Kundgebung gegen Gewalt an Frauen am 14. Februar.

Mindestens jede dritte Frau wird in ihrem Leben geschlagen oder vergewaltigt – das sind eine Milliarde Frauen weltweit.
Diese erschreckenden Zahlen, die in der Realität – abseits vom Papier – noch bedeutend höher zu vermuten sind, treiben uns auf die Straßen.
Am 14.Februar wurde deshalb in den verschiedensten Ländern und Städten ein Zeichen gesetzt.
Tausende Menschen – Frauen und Männer – auf der ganzen Welt protestierten gegen Gewalt an Frauen, alleine in Deutschland fanden mehr als 200 Aktionen statt.
So auch eine Kundgebung in der Duisburger Innenstadt bei der durch Reden, Flyer, Musikbeiträge, Tanz und Straßentheater auf die Thematik aufmerksam gemacht wurde.
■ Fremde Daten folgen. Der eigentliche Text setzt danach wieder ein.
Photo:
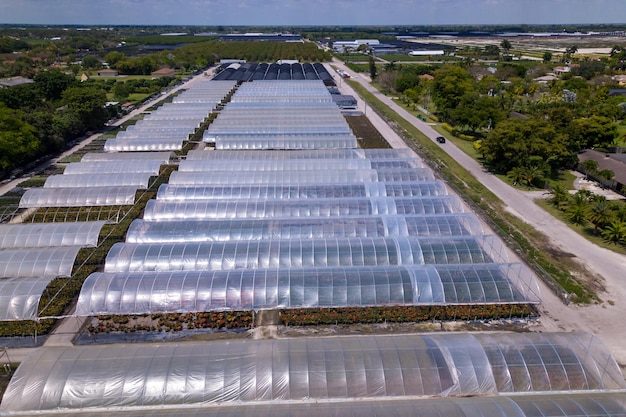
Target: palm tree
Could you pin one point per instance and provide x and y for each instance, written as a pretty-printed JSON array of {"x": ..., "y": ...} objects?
[
  {"x": 589, "y": 166},
  {"x": 600, "y": 213},
  {"x": 615, "y": 232},
  {"x": 559, "y": 194}
]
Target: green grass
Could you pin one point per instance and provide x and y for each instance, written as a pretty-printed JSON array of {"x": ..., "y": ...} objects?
[
  {"x": 587, "y": 231},
  {"x": 549, "y": 264}
]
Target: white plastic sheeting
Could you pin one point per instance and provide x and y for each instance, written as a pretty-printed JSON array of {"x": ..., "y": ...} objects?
[
  {"x": 213, "y": 256},
  {"x": 140, "y": 180},
  {"x": 158, "y": 210},
  {"x": 127, "y": 156},
  {"x": 185, "y": 230},
  {"x": 288, "y": 371},
  {"x": 371, "y": 154},
  {"x": 37, "y": 262},
  {"x": 281, "y": 142},
  {"x": 142, "y": 144},
  {"x": 197, "y": 291},
  {"x": 546, "y": 405},
  {"x": 33, "y": 235},
  {"x": 19, "y": 297},
  {"x": 78, "y": 197},
  {"x": 169, "y": 192},
  {"x": 113, "y": 167}
]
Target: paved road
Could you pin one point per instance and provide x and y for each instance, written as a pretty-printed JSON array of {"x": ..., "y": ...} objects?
[{"x": 606, "y": 268}]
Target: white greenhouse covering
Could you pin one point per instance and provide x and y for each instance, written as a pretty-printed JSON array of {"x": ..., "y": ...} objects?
[
  {"x": 158, "y": 210},
  {"x": 144, "y": 144},
  {"x": 113, "y": 167},
  {"x": 237, "y": 290},
  {"x": 19, "y": 297},
  {"x": 545, "y": 405},
  {"x": 139, "y": 180},
  {"x": 38, "y": 262},
  {"x": 32, "y": 235},
  {"x": 286, "y": 142},
  {"x": 163, "y": 157},
  {"x": 214, "y": 256},
  {"x": 309, "y": 370},
  {"x": 269, "y": 155},
  {"x": 77, "y": 197},
  {"x": 186, "y": 230},
  {"x": 168, "y": 192}
]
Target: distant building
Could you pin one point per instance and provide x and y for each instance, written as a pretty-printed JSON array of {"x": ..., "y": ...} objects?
[
  {"x": 437, "y": 52},
  {"x": 264, "y": 37},
  {"x": 13, "y": 81},
  {"x": 108, "y": 73},
  {"x": 164, "y": 72}
]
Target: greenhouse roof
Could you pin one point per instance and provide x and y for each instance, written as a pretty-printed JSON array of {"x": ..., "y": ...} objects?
[
  {"x": 337, "y": 287},
  {"x": 139, "y": 180},
  {"x": 198, "y": 230},
  {"x": 213, "y": 256},
  {"x": 547, "y": 405},
  {"x": 33, "y": 235},
  {"x": 162, "y": 210},
  {"x": 77, "y": 197},
  {"x": 38, "y": 262},
  {"x": 310, "y": 370},
  {"x": 127, "y": 156},
  {"x": 168, "y": 192},
  {"x": 19, "y": 297}
]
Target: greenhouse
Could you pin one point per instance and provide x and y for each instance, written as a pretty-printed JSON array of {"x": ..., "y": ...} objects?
[
  {"x": 143, "y": 144},
  {"x": 195, "y": 230},
  {"x": 550, "y": 405},
  {"x": 77, "y": 197},
  {"x": 163, "y": 157},
  {"x": 213, "y": 256},
  {"x": 310, "y": 370},
  {"x": 139, "y": 180},
  {"x": 38, "y": 262},
  {"x": 49, "y": 234},
  {"x": 113, "y": 167},
  {"x": 158, "y": 210},
  {"x": 181, "y": 193},
  {"x": 19, "y": 297},
  {"x": 336, "y": 287},
  {"x": 286, "y": 142},
  {"x": 269, "y": 155}
]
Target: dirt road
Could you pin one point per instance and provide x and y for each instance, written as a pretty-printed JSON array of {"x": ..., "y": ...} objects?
[{"x": 606, "y": 268}]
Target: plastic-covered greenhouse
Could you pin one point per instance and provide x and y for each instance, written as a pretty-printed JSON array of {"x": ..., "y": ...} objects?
[
  {"x": 19, "y": 297},
  {"x": 185, "y": 230},
  {"x": 212, "y": 256},
  {"x": 310, "y": 370},
  {"x": 269, "y": 155},
  {"x": 198, "y": 291},
  {"x": 101, "y": 167},
  {"x": 49, "y": 234},
  {"x": 38, "y": 262},
  {"x": 77, "y": 197},
  {"x": 286, "y": 142},
  {"x": 142, "y": 144},
  {"x": 168, "y": 192},
  {"x": 163, "y": 157},
  {"x": 139, "y": 180},
  {"x": 157, "y": 210}
]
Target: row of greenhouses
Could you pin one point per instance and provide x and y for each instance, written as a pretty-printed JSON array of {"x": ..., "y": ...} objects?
[
  {"x": 307, "y": 370},
  {"x": 32, "y": 255}
]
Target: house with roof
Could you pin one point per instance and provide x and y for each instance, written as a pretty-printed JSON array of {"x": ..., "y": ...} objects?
[
  {"x": 164, "y": 72},
  {"x": 613, "y": 162}
]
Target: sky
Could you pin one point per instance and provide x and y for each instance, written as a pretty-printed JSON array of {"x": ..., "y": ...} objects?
[{"x": 310, "y": 12}]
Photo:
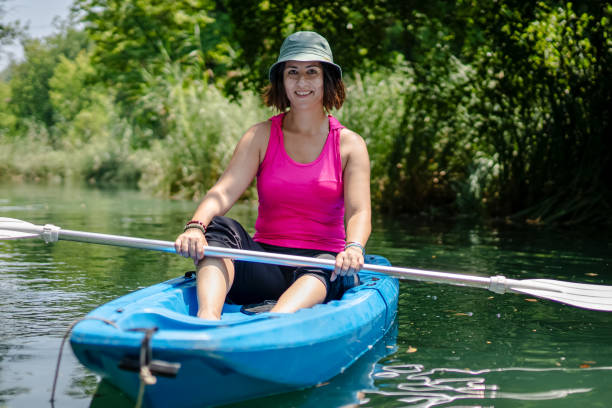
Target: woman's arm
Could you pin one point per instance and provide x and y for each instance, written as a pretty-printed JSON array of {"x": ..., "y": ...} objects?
[
  {"x": 357, "y": 212},
  {"x": 240, "y": 171}
]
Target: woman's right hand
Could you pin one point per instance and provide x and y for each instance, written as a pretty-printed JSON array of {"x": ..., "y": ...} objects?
[{"x": 190, "y": 244}]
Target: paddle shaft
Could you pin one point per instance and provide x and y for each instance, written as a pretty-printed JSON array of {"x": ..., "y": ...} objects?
[
  {"x": 52, "y": 233},
  {"x": 586, "y": 296}
]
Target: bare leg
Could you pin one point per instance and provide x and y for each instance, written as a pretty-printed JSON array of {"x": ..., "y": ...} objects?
[
  {"x": 307, "y": 291},
  {"x": 214, "y": 279}
]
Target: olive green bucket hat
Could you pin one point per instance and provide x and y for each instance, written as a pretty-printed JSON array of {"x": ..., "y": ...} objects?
[{"x": 304, "y": 46}]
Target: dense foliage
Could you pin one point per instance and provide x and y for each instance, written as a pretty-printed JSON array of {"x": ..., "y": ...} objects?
[{"x": 497, "y": 107}]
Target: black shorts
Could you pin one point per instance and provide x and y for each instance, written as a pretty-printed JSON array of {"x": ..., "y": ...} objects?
[{"x": 256, "y": 282}]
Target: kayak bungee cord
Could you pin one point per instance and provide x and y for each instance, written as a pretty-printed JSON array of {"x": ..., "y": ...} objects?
[
  {"x": 145, "y": 371},
  {"x": 59, "y": 356}
]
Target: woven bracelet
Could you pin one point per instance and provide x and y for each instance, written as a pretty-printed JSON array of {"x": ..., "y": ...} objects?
[
  {"x": 355, "y": 244},
  {"x": 195, "y": 224}
]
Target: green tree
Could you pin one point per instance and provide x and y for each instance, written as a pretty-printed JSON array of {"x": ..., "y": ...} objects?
[
  {"x": 30, "y": 79},
  {"x": 136, "y": 38}
]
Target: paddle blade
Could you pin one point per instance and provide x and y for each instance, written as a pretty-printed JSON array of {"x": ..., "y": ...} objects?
[
  {"x": 583, "y": 295},
  {"x": 10, "y": 229},
  {"x": 5, "y": 234}
]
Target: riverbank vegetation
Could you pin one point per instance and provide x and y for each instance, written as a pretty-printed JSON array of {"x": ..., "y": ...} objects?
[{"x": 498, "y": 109}]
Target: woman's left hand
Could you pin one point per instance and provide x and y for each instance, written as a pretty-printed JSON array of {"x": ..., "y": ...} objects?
[{"x": 348, "y": 262}]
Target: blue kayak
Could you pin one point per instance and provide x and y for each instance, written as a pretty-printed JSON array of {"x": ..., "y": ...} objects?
[{"x": 195, "y": 362}]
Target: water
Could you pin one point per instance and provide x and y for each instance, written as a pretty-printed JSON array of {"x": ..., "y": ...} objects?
[{"x": 451, "y": 346}]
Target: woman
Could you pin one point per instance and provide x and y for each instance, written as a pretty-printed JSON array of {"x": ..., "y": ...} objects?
[{"x": 313, "y": 181}]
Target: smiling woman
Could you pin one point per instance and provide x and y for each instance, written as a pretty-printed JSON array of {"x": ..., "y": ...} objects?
[{"x": 313, "y": 178}]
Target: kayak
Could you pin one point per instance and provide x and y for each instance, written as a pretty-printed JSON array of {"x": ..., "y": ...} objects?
[{"x": 150, "y": 344}]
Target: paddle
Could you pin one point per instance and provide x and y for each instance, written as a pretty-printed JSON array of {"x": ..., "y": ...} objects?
[{"x": 586, "y": 296}]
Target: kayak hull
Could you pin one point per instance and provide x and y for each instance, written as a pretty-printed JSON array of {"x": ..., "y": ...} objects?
[{"x": 201, "y": 363}]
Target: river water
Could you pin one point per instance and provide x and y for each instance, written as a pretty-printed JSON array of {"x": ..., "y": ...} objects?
[{"x": 451, "y": 346}]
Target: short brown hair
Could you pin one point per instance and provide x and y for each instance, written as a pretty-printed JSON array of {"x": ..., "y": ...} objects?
[{"x": 334, "y": 91}]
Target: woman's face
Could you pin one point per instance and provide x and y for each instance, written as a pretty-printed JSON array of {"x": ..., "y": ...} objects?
[{"x": 303, "y": 83}]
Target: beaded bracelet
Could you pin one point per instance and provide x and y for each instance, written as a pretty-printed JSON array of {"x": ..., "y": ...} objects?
[
  {"x": 355, "y": 244},
  {"x": 195, "y": 224}
]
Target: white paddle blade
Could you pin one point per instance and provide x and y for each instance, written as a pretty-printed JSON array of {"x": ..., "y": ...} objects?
[
  {"x": 5, "y": 234},
  {"x": 9, "y": 229},
  {"x": 583, "y": 295}
]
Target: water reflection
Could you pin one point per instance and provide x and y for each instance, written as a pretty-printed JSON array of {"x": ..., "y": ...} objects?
[
  {"x": 414, "y": 385},
  {"x": 482, "y": 336}
]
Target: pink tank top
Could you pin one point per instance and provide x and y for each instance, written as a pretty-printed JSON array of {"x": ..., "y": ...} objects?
[{"x": 301, "y": 205}]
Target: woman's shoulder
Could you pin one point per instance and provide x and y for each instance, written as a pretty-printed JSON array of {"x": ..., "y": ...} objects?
[
  {"x": 260, "y": 130},
  {"x": 351, "y": 138}
]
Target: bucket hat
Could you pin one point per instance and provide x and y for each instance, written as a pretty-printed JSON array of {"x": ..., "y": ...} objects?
[{"x": 304, "y": 46}]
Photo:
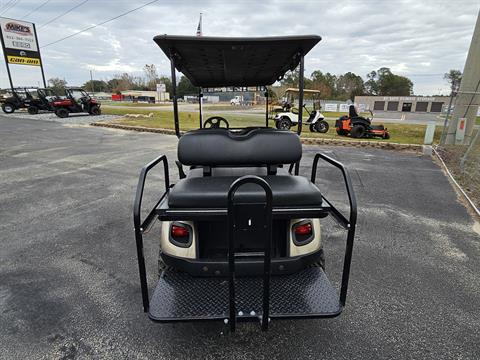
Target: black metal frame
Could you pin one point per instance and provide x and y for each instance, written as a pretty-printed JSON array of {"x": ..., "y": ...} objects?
[
  {"x": 162, "y": 211},
  {"x": 232, "y": 227},
  {"x": 201, "y": 90}
]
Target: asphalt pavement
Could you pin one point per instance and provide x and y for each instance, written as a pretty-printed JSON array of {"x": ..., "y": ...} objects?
[{"x": 69, "y": 281}]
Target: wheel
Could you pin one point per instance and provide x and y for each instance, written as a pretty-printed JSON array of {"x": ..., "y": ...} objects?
[
  {"x": 284, "y": 123},
  {"x": 214, "y": 122},
  {"x": 321, "y": 126},
  {"x": 95, "y": 111},
  {"x": 62, "y": 112},
  {"x": 32, "y": 110},
  {"x": 358, "y": 131},
  {"x": 8, "y": 108}
]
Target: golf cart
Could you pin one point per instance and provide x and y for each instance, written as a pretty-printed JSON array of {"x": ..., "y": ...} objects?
[
  {"x": 288, "y": 116},
  {"x": 240, "y": 234},
  {"x": 76, "y": 101},
  {"x": 16, "y": 100},
  {"x": 358, "y": 126},
  {"x": 40, "y": 99}
]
Doch wir sagen: Es darf nicht bei einem Aktionstag bleiben! Tag für Tag muss die Befreiung der Frau ein Bestandteil unseres Kampfes um die Befreiung vom Kapitalismus sein.
Denn die Frau wird nicht frei durch Kundgebungen, durch Reformen und Frauenquoten – der Kampf um die Befreiung der Frau muss unweigerlich verbunden sein mit dem Kampf gegen die kapitalistische Ordnung.

Deshalb rufen wir dazu auf, mit uns systemsprengende Ansätze zu entwickeln und theoretisch wie praktisch für die Befreiung der Frau zu kämpfen!